Northern Namibia is one of the best places on the planet to spot large animals. Hippo, crocodiles, ostrich and zebra all flock to the watering holes here. Elephants are also quite common, and we were  lucky enough to see some out the windows of our Land Rover as we drove the six hours from Rundu (a large city in northern Namibia) to Katima Mulilo (on the border with Zambia).

We were accompanied on this leg of our journey by our colleagues from UNAM, Professor Davis Mumbengegwi and his graduate students Munya Tambo and Whitney Shigenge. Davis, Munya and Whitney are based at the main UNAM campus in Windhoek, some nine-hours drive south, so you might be asking why have they driven all this way to teach us about malaria in the north? The answer lies in the physical and human geography of the region. The very things that attract large animals to the north of Namibia (high rainfall and wetlands) also bring smaller animals – namely mosquitoes – and in large numbers. Anopheles mosquitoes are the vector for malaria parasites and the size of their population is a key determinant of the intensity of malaria transmission.

The relatively high rainfall also attracts another medium-sized animal: humans. Namibia is the second least densely populated country on the planet (after Mongolia), but over three quarters of the population live in the northern half of the country, leading to a critical mass of people to sustain malaria transmission. This is partly because of the vast expanses of arid desert in the south of the country, which George mentioned last week, that make the land inhospitable.

Add to this a very long, porous border with Angola, which experiences higher levels of malaria transmission than Namibia, and the situation creates ideal conditions for malaria to thrive. Another of Prof Davis’ students, Tanga Kashupi, has worked here in the north over several years and she told us how the political geography further complicates the issue; southern Angola is comparatively devoid of services, so many Angolans seek healthcare in northern Namibia when they get sick and it is not uncommon to encounter people travelling tens of kilometres to receive care in Namibia. Little wonder that the World Health Organization notes that malaria is largely confined to the border region in the very north of the country. Complicated, cross-border issues like this highlight the importance of international initiatives like Elimination 8, as George mentioned last week.

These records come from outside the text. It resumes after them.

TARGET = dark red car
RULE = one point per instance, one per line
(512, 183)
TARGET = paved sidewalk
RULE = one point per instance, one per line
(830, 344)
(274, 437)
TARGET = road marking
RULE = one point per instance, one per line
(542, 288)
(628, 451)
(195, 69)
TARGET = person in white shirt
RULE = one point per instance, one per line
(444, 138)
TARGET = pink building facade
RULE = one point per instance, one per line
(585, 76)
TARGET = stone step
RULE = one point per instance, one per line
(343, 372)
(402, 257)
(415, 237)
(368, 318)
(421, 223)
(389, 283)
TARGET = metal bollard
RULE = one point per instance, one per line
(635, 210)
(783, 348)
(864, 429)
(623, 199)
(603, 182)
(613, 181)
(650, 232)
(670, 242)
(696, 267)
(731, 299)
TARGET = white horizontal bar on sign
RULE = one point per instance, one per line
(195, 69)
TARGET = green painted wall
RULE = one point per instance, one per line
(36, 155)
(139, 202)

Fortunately, inspirational people are doing exciting work up here to try to shrink the malaria map, and Prof Davis is at the heart of the effort. In last week’s article, George mentioned Munya’s work utilising genetic ‘fingerprints’ to identify imported malaria, and Whitney joined us in the north in the hope of finding plants used by traditional healers, which she will screen for antimalarial properties back in the laboratory (artemisinin, the current global first-line antimalarial, was discovered in a similar way).

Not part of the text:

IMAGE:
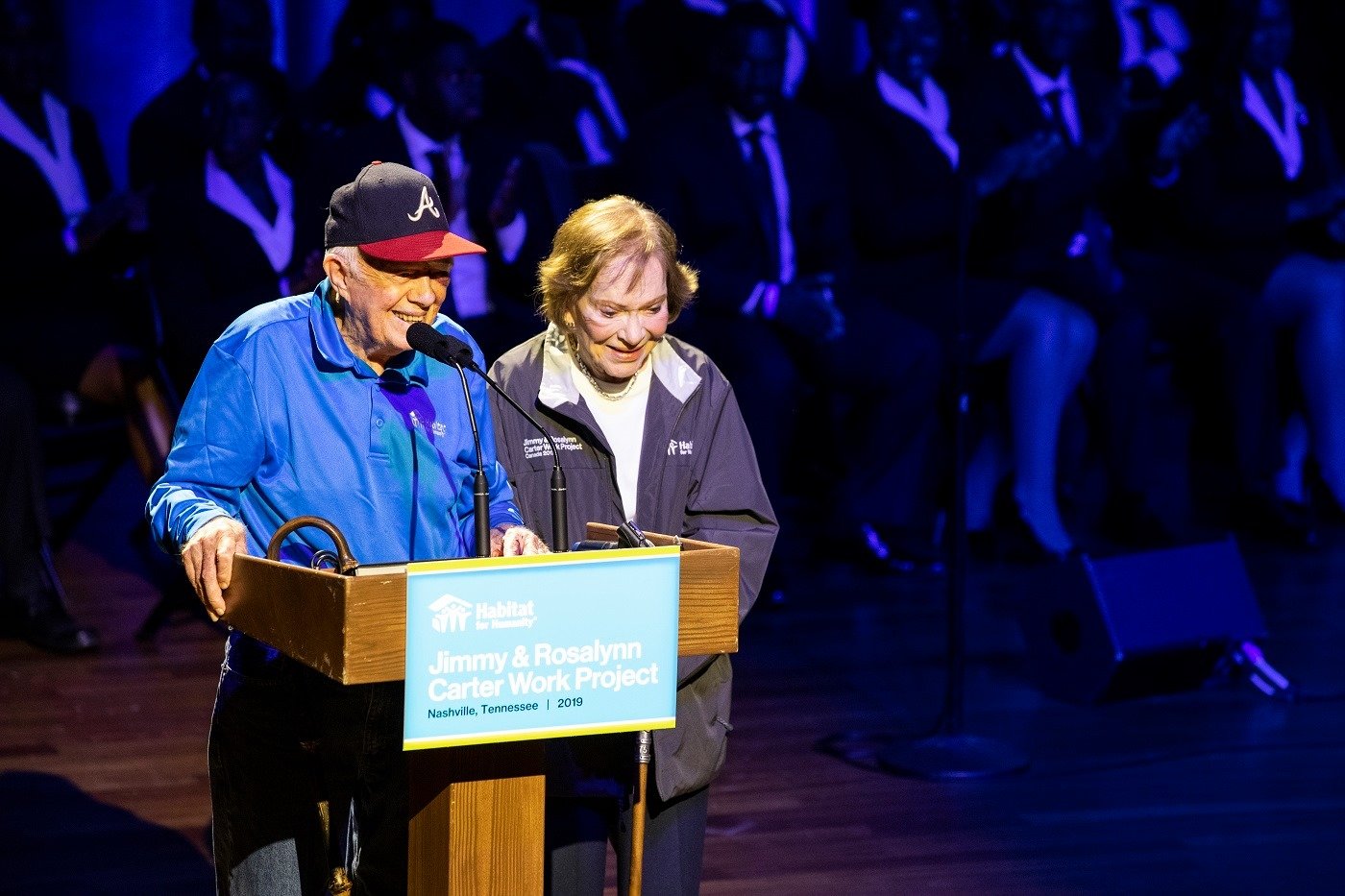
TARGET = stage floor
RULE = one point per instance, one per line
(103, 772)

Equally innovative work is going on within the Ministry of Health – in Kangoro village in the Zambezi region we met Martin Kadiwendi, a nurse who is the only clinician at a health centre serving almost 4,000 people living nearby. A few days earlier, he had diagnosed a young woman with P. falciparum malaria, and notified the Ministry of Health using his government-issued computer tablet.

Martin showed us around his clinic: we saw the filing cabinets where he keeps the records for his 300 or so patients with known HIV, and the meticulous records of every malaria case. In one room he delivers babies and keeps a large fridge to store the vaccines he will give them; another houses his supply of antibiotics, anti-epileptic medications and drugs to lower peoples’ blood pressure. In a converted shipping container outside the main building, he manages multidrug resistant tuberculosis, diarrhoea, heart disease, pneumonia, malnutrition and anything else that the 60 patients that come through his doors on a daily basis may present with. With this large and undifferentiated patient load, his knowledge, care and attention to detail was impressive.

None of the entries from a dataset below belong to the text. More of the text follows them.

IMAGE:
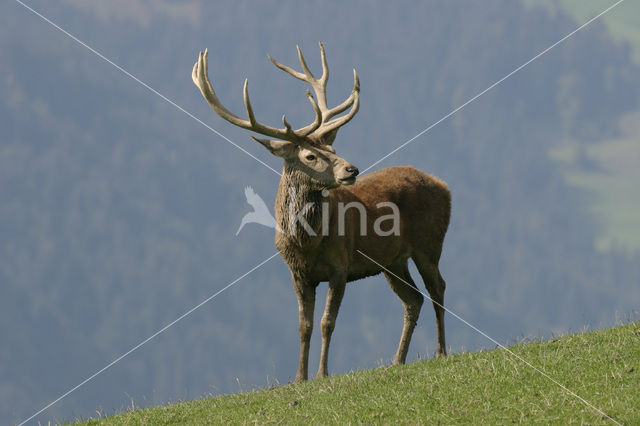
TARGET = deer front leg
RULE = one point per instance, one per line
(306, 301)
(334, 298)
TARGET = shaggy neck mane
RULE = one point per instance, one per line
(298, 202)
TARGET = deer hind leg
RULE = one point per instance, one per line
(306, 302)
(402, 284)
(435, 286)
(334, 298)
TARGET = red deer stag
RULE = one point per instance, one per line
(322, 237)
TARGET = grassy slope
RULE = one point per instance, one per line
(484, 387)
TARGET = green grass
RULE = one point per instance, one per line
(490, 387)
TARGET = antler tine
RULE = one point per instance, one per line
(200, 78)
(327, 132)
(305, 68)
(288, 70)
(325, 67)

We arrived at Martin’s clinic around the same time as Astrid Agusto, the surveillance officer for Kavango East region and a former graduate student with Prof Davis. They were about to conduct some reactive case detection: when someone is diagnosed with malaria, health officials here trace everyone who lives within 100m of the known case and test them for malaria, offering treatment to anyone who tested positive.

Together, we set off for the village where the index patient had lived. It was a Friday afternoon but the searing heat and the dusty, bumpy road did not deter Martin and Astrid from setting up a mini clinic under a tree outside her homestead. They convinced everyone living there to come out and get tested, and, with good humour and practiced efficiency, tested the nine relatives living in the compound before moving on to the neighbours. Fortunately, on that day, no-one was positive.

The relatively low transmission of malaria here in Namibia is testament to the tireless effort of healthcare workers like Martin, public health officials like Astrid, and researchers like Munya, Whitney, Tanga and Prof Davis. In fact, malaria is now so uncommon in Namibia that the tourists who flock to see Etosha’s large animals are not advised to take anti-malarial preventive tablets when in the southern part of the country. With the continued efforts of the smart, committed, hardworking people we met here, I hope and trust Namibia’s progress in malaria control can continue.